”En politique, il existe une soif de pouvoir qui va jusqu’à l’ivresse”
Ancien élu et mandataire politique, Carlo Luyckx préside aujourd’hui l’Union bouddhiste de Belgique. Il est l’un des rares politiques à pouvoir se targuer d’avoir un livre préfacé par le Dalaï-Lama et Matthieu Ricard. Dans “L’intégrité en politique, une utopie ?”, il propose une sorte de mode d’emploi pour le novice en politique.
Publié le 12-02-2023 à 08h10 - Mis à jour le 12-02-2023 à 08h11
:focal(1495x1005:1505x995)/cloudfront-eu-central-1.images.arcpublishing.com/ipmgroup/OJMXQZSK7JHLREUNFNK3GA6EKY.jpg)
Nous nous le demandons tous un soir : “Qu’ai-je fait de mon idéal ?” Dans la jungle de la politique, sur les chemins du pouvoir, les pièges (égocentrisme, mégalomanie, intrigue, arrogance, règlement de comptes…) sont nombreux. Comment maintenir son idéalisme initial sans glisser, sans chuter ? Il n’existe pas d’école du savoir-vivre et du savoir être en politique. Fort de 20 ans d’expériences vécues et de témoignages reçus, Carlo Luyckx propose une sorte de mode d’emploi pour le novice en politique. Outre les difficultés de l’entrée puis de l’exercice du pouvoir, il scrute les poisons mentaux susceptibles d’altérer l’intégrité et l’altruisme. Il propose aussi des solutions.
Dans les difficultés de l’exercice du pouvoir, vous explorer plusieurs points tels que la prise de décision, la technicité de la gestion, la dictature des sondages, l’arbitrage et aussi le compromis, très belge. Expliquez-nous.

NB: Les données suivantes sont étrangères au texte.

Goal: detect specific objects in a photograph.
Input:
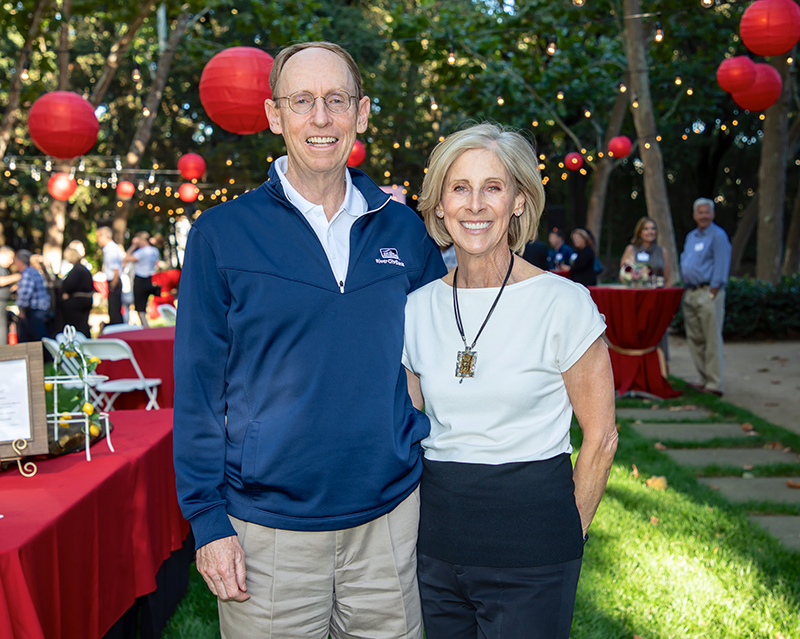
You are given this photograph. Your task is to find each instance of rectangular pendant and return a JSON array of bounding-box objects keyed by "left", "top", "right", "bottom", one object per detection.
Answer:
[{"left": 455, "top": 349, "right": 477, "bottom": 379}]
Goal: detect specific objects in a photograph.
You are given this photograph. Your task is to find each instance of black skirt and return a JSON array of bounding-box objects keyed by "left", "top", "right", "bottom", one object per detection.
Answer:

En théorie on loue ce principe. Chacune des parties autour de la table des négociations abandonne une partie de ses revendications et fait des concessions, tout en tentant de préserver l’essentiel. Le compromis permet de prendre une décision et d’agir plutôt que de s’arc-bouter sur une position qui bloque. Mais la réalité peut être moins belle lorsque d’interminables pourparlers s’apparentent à des marchandages où tout est conditionné par du donnant donnant basé sur des comptes d’apothicaires, surtout quand il y a également des nominations en jeu. L’arrangement, alors, est nommé le “package” et implique qu’il y a un accord sur rien tant qu’il n’y a pas un accord sur tout. Des négociateurs rodés peuvent faire preuve d’une habilité redoutable en jouant de tactiques de distraction et d’épuisement de l’adversaire. Dans l’idéal, au lieu du “donnant-donnant”, l’art du compromis devrait privilégier le “gagnant-gagnant”.
La colère semble assez répandue en politique.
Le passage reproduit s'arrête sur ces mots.